Monday, January 10, 2011

I'm a Woman and I do what I do

I think alot of people I deal with don't realize how sensitive I am.  I always have this tough exterior but I'm so sensitive on the inside.  It sucks and I hate that about me, I just wish I could be cold hearted like others and not care. 
I've come to the conclusion that people who are cold hearted have experienced years of let downs and disappointments that they have just become immune to everything, the worst is always expected.  At times I admire people like them, because it has to be somewhat of a luxury to go through life without being effected by shit and void of emotion or feelings...whereas I'm living life with deep emotions and burdened with caring for people & their well being.
Maybe I should consider myself lucky that I dont expect the worst out of people and that I do still see good in everyone...but that way of thinking is more of a handicap for me.

One thing about me is I need breaks/time.  If I'm mad at you, really feeling you, you hurt me, you excite me, shit...basically if I am feeling ANY type of extreme emotion and you are the cause of it, I take a break.  During the "break" I become distracted and ground myself back onto a comfortable playing field and then we can continue on.  I need these "breaks" because extreme emotions scare me, I like good feelings of extreme emotions but I know they cant last forever so I dont want them to last at all. 

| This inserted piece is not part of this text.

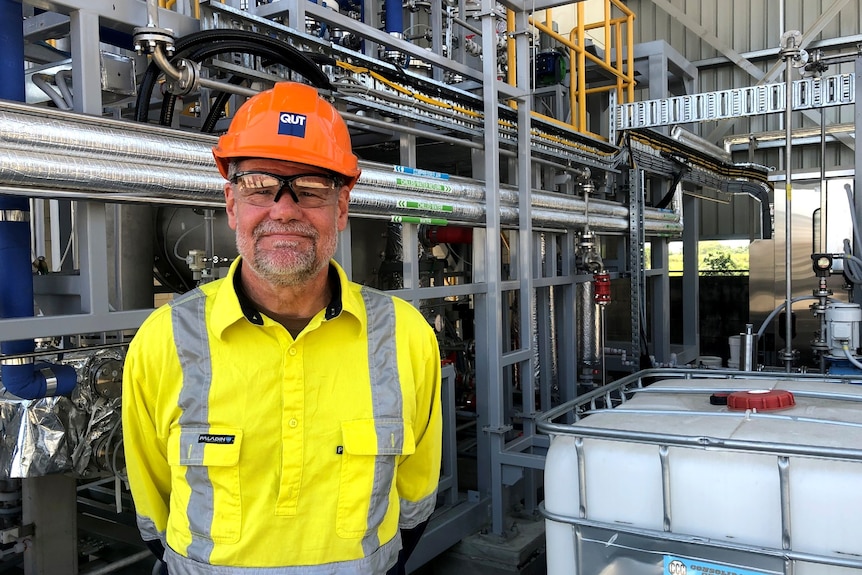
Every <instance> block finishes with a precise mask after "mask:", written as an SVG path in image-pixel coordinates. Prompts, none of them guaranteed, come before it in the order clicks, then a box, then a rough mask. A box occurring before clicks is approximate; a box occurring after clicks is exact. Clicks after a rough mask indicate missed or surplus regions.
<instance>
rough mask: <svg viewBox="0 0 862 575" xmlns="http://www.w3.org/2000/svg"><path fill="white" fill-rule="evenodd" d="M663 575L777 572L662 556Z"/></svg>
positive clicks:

So earlier, a friend told me something and it stung.  It stung because it was true.  It stung because they read a part of me that was not open to the public.  It stung because it was not their place to even speak of what they spoke of.  I felt extremely hurt & I guess they finally enjoyed seeing a reaction out of me and kept on going with it...I was mad and decided to take a "break" from them. We are just friends, but that break lasted a while.  This person did not apologize once.  I guess he wanted to wait it out and see how long it would take for me to come back around, and eventually I would've but not anytime soon.  He gave in first, but not with an apology, with flowers to my job. Flowers and gifts dont fix anything, they just are an offering of a truce and that is NOT an apology.  Words and understanding mean soo much more to me then lazy ways of trying to "fix" things.  I tell people all the time that I attatch myself to their words and our connection, not what they are able to pick up at the store.
But I suppose in this day and age, everyone is lazy.  If you have money its easier to get a girl some roses or a bracelet to shut her up, rather then to communicate with her and open up with her. 

At this point I'm just bored with everyone and everything, I feel like I've already read all these stories before and I know how all these books are going to end.  There's no suspense, no drama, no climax, no surprises.

I'm a woman and I do what I do & I feel like I've done it enough to know that something has to change.

Sorry this is just random and all over the place, lol its 2:00 am.  Writing is somewhat of a therapy for me, all these thoughts and ideas cloud my mind so I make it rain on here...and I become clearheaded again.

Im too lazy to look up the quote...Insanity is doing the same thing over and over and expecting a different result...forgot who said it...but thats my life right now.